A small sample of the error output:
{
"severity": "info",
"fingerprint": "docs-krita-org/KritaFAQ.rst:8102:8106",
"description": "Did you mean <suggestion>Wi-Fi<\/suggestion>? (This is the officially approved term by the Wi-Fi Alliance.) (``wifi``)",
"check_name": "WIFI[1]",
"location": {
"path": "docs-krita-org/KritaFAQ.rst",
"position": {
"end": {"line": 176},
"begin": {"line": 176}
},
"lines": {"begin": 176}
},
"categories": ["Style"],
"type": "issue",
"content": "Type: Other, Category: Possible Typo, Position: 8102-8106 \n\nIt might be that your download got corrupted and is missing files (common with bad wifi and bad internet connection in general), in that case, try to find a better internet connection before trying to download again. \nProblem: Did you mean <suggestion>Wi-Fi<\/suggestion>? (This is the officially approved term by the Wi-Fi Alliance.) \nSuggestion: [Wi-Fi] \nExplanation: null"
},
{
"severity": "info",
"fingerprint": "docs-krita-org/KritaFAQ.rst:8379:8388",
"description": "Possible spelling mistake found. (``harddrive``)",
"check_name": "MORFOLOGIK_RULE_EN_US",
"location": {
"path": "docs-krita-org/KritaFAQ.rst",
"position": {
"end": {"line": 177},
"begin": {"line": 177}
},
"lines": {"begin": 177}
},
"categories": ["Style"],
"type": "issue",
"content": "Type: Other, Category: Possible Typo, Position: 8379-8388 \n\nCheck whether your harddrive is full and reinstall Krita with at least 120 MB of empty space. \nProblem: Possible spelling mistake found. \nSuggestion: [hard drive] \nExplanation: null"
},
{
"severity": "minor",
"fingerprint": "docs-krita-org/KritaFAQ.rst:8546:8550",
"description": "Use a comma before 'and' if it connects two independent clauses (unless they are closely connected and short). (`` and``)",
"check_name": "COMMA_COMPOUND_SENTENCE[1]",
"location": {
"path": "docs-krita-org/KritaFAQ.rst",
"position": {
"end": {"line": 177},
"begin": {"line": 177}
},
"lines": {"begin": 177}
},
"categories": ["Style"],
"type": "issue",
"content": "Type: Other, Category: Punctuation, Position: 8546-8550 \n\nIf not, and the problem still occurs, there might be something odd going on with your device and it's recommended to find a computer expert to diagnose what is the problem.\n \nProblem: Use a comma before 'and' if it connects two independent clauses (unless they are closely connected and short). \nSuggestion: [, and] \nExplanation: null"
}
There’s still a number of issues.
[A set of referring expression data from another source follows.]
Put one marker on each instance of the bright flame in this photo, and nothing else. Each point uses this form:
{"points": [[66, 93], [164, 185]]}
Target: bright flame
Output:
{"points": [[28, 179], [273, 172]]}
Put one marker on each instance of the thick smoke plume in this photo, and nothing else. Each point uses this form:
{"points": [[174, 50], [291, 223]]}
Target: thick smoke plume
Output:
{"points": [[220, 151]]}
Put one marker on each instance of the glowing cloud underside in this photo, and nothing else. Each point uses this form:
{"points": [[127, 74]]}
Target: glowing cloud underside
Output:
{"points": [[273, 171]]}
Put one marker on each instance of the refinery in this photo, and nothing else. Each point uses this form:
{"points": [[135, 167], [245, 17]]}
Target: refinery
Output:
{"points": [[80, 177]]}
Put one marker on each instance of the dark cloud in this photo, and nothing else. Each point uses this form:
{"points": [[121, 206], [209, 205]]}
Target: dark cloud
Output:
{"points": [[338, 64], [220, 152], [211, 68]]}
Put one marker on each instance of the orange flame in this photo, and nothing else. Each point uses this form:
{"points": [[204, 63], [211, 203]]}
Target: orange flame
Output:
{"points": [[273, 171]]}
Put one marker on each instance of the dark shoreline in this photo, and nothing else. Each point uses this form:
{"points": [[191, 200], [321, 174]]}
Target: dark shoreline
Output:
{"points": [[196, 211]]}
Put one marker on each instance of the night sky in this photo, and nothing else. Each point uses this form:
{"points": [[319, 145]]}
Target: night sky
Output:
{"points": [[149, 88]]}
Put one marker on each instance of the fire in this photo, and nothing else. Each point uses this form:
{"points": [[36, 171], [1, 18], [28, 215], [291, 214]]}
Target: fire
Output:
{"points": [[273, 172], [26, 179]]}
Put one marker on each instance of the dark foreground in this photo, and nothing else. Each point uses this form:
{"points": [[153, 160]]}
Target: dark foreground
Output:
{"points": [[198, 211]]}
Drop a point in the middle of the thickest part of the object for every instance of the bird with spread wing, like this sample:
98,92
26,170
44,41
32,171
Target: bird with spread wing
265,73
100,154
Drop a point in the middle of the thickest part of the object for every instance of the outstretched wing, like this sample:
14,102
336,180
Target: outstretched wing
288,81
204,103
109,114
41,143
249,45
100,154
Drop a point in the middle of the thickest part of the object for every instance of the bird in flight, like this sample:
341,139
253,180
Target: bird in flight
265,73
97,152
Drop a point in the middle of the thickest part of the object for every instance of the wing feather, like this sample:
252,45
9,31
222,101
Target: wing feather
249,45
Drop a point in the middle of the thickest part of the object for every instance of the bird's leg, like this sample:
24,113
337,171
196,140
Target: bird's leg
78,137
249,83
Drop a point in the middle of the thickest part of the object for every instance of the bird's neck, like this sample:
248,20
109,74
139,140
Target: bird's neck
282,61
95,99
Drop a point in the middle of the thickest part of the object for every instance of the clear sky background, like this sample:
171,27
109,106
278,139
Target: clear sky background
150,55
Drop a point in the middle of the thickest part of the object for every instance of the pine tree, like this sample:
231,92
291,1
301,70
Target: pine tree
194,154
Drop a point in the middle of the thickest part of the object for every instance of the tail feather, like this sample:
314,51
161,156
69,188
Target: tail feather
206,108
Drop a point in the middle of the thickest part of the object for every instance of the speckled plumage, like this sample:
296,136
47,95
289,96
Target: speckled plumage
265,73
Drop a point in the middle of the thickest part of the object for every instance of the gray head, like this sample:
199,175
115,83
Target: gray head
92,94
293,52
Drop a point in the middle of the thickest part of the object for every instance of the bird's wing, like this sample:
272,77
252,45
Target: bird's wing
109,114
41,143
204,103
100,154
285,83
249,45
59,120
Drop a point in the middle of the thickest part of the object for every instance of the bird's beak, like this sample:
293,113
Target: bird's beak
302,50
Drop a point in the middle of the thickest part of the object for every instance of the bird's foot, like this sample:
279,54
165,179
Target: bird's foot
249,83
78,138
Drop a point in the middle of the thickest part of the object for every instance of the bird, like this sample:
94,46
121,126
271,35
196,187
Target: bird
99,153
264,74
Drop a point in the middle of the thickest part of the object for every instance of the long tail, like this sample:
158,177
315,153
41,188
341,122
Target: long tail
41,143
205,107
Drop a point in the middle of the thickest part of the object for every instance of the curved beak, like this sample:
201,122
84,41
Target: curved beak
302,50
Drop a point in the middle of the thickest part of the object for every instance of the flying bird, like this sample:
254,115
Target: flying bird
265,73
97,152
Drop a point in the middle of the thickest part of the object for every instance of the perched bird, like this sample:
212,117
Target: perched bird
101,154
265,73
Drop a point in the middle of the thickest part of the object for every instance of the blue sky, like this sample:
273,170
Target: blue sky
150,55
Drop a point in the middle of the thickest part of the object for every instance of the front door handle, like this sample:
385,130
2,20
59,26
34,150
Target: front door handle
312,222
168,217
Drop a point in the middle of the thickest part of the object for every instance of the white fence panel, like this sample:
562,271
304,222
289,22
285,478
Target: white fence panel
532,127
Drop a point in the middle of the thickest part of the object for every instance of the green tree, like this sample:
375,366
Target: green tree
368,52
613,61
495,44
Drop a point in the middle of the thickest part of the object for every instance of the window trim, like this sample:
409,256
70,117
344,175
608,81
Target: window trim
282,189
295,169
Some mark up is still not processed, I need to figure out how to calculate the column, and just simply that I am unhappy with the command line arguments (they’re positional only right now).
One of the things I am really worrying about is the severity of errors. Like I mentioned before, dialects often get targeted by things that determine “incorrect” language, and LanguageTool does have rules that target slang and dialect. Similarly, people tend to take suggestions from computers more readily without question, so, I’ll need to introduce some configuration.
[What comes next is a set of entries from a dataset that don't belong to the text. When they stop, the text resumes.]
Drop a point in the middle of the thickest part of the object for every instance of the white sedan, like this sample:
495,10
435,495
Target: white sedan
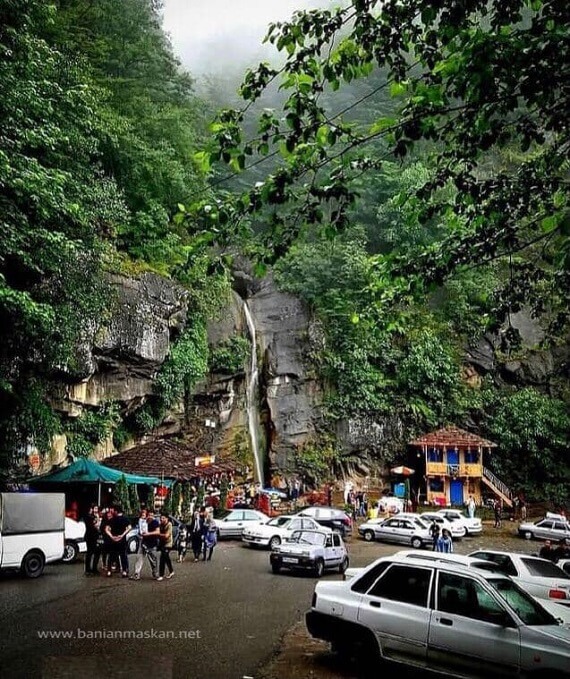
276,531
456,528
537,576
233,523
74,540
406,530
469,526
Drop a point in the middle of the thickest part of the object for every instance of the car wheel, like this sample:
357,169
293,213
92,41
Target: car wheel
319,568
133,546
70,552
33,564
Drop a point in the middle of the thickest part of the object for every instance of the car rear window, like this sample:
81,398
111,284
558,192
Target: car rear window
406,584
364,583
544,569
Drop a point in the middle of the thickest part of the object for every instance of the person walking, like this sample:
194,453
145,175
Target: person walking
434,532
498,514
117,529
197,533
210,537
445,543
149,537
471,507
93,540
166,543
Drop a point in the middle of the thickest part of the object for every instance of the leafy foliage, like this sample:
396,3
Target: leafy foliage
532,431
475,83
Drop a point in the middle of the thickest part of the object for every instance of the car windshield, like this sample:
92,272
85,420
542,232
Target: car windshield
279,521
545,569
305,537
527,608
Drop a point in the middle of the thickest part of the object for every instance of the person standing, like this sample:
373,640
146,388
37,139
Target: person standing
197,533
445,543
210,537
498,513
166,544
149,545
434,532
93,540
471,507
107,549
118,528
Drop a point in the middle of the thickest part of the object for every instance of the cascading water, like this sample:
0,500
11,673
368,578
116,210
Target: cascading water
252,396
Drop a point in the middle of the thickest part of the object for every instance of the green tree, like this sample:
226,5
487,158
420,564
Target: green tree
480,87
532,431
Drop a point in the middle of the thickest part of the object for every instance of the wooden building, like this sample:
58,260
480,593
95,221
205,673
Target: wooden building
455,467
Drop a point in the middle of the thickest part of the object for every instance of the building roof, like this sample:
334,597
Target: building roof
453,437
167,459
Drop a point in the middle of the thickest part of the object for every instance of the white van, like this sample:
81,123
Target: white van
31,531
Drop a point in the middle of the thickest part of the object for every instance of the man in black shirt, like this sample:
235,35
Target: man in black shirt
93,541
150,541
117,529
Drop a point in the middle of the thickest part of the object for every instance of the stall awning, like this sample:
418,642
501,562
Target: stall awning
89,471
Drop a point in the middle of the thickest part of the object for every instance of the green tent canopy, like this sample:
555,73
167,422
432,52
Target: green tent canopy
89,471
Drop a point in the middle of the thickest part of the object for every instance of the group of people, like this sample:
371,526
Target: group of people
106,539
441,539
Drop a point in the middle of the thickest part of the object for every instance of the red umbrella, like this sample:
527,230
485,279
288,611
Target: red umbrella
404,471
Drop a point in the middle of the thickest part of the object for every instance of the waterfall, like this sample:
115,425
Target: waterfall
252,396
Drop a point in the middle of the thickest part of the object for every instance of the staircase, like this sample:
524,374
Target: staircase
497,486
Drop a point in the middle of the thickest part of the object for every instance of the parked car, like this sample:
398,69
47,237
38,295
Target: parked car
336,519
545,529
539,577
32,531
274,532
133,537
74,540
456,528
391,505
407,531
231,524
561,613
314,550
442,617
469,526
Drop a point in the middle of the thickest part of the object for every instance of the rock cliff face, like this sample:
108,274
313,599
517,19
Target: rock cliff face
121,358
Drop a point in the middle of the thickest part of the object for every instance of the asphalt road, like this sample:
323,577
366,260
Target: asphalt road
220,620
225,618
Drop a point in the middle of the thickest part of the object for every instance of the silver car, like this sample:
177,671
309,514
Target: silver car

- Configuration to turn rules on and off.
- Errors that are uncontroversial should be marked higher, so that people are less likely to assume all the errors should be fixed.
But that’ll be at a later point…
Now, you might be wondering: “Where is the actual screenshot of this thing working in the Gitlab UI?” Well, I haven’t gotten it to work there yet. Partially because the manual doesn’t have CI implemented yet (we’re waiting for KDE’s servers to be ready), and partially because I know nothing about CI and have barely got an idea of Java, and am kinda stuck?
But, I can run it for myself now, so I can at the least do some fixes myself. I put the code up here, bear in mind I don’t remember how to use Java at all, so if I am committing Java sins, please be patient with me. Hopefully, if we can get this to work, we can greatly simplify how we handle style and grammar mistakes like these during review, as well as simplifying contributor’s guides.